Organizations can choose between Microsoft Entra Connect Sync and Microsoft Entra Cloud Sync to provide the ongoing account synchronization.
- Microsoft Entra Connect Sync. An on-premises solution that runs on an on-premises server, checks for changes in the AD DS, and forwards those changes to Microsoft Entra ID. It offers a range of features for synchronizing on-premises Active Directory with Microsoft Entra ID. These features include password synchronization (known as password hash synchronization), device registration, and Active Directory Federation Services (AD FS) integration. Microsoft Entra Connect Sync is a scalable solution that can support large enterprise deployments with complex Active Directory environments. With Microsoft Entra Connect Sync, organizations are responsible for maintaining and supporting the solution on their own.
- Microsoft Entra Cloud Sync. A cloud-based solution that Microsoft hosts and manages in the Azure cloud. It only synchronizes user accounts, groups, and contact objects from on-premises Active Directory to Microsoft Entra ID. Microsoft designed Microsoft Entra Connect Cloud Sync for smaller organizations with simpler Active Directory environments. It's a fully managed service provided by Microsoft, which means that Microsoft takes care of all maintenance and support tasks.
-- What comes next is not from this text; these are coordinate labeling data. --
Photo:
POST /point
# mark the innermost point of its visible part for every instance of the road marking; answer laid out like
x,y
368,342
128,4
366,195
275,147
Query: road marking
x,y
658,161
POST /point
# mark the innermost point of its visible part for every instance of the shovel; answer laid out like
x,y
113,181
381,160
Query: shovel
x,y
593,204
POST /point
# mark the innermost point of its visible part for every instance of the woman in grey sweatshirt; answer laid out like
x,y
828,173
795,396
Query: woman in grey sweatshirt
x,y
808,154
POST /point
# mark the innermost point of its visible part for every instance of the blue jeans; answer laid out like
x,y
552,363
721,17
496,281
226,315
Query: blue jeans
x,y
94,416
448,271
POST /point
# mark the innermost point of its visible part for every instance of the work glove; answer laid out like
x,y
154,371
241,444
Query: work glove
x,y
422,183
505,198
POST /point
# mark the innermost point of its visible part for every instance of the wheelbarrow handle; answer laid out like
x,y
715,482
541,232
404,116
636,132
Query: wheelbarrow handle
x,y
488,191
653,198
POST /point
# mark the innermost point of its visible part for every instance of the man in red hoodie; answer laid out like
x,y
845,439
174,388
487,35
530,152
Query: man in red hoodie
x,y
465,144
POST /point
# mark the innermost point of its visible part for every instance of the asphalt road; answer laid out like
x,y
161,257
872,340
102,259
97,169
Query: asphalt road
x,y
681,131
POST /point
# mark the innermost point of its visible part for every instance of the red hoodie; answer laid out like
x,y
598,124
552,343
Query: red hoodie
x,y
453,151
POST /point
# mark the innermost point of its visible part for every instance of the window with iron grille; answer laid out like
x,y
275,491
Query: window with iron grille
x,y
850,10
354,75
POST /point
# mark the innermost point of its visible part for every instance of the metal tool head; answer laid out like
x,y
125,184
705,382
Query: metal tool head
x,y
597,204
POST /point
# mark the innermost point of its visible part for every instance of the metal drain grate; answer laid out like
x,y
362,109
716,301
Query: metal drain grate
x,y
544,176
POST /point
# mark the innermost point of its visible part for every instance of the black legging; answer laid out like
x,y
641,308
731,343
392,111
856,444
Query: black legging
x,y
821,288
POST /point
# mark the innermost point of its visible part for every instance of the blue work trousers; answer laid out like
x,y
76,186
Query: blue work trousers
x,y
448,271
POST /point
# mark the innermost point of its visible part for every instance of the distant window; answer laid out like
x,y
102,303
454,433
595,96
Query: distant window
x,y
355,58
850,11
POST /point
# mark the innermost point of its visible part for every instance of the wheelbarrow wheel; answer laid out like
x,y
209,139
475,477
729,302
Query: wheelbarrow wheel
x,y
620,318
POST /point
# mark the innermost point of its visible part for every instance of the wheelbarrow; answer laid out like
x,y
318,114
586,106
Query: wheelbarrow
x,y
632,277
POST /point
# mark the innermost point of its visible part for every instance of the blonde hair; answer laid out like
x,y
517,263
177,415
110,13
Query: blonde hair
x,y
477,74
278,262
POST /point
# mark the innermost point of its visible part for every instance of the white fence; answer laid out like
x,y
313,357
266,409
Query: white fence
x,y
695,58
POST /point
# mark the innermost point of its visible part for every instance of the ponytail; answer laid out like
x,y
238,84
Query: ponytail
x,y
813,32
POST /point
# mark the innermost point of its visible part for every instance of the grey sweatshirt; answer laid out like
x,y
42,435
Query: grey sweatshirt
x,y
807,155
When you implement hybrid identity, your on-premises AD DS is the authoritative source for account information. This model means that organizations perform administration tasks mostly on-premises, which they must then synchronize to Microsoft Entra ID.
The following diagram illustrates the basic components of the hybrid identity model.
The Microsoft Entra tenant has a copy of the AD DS accounts. In this configuration, both on-premises and remote users accessing Microsoft 365 cloud services authenticate against Microsoft Entra ID.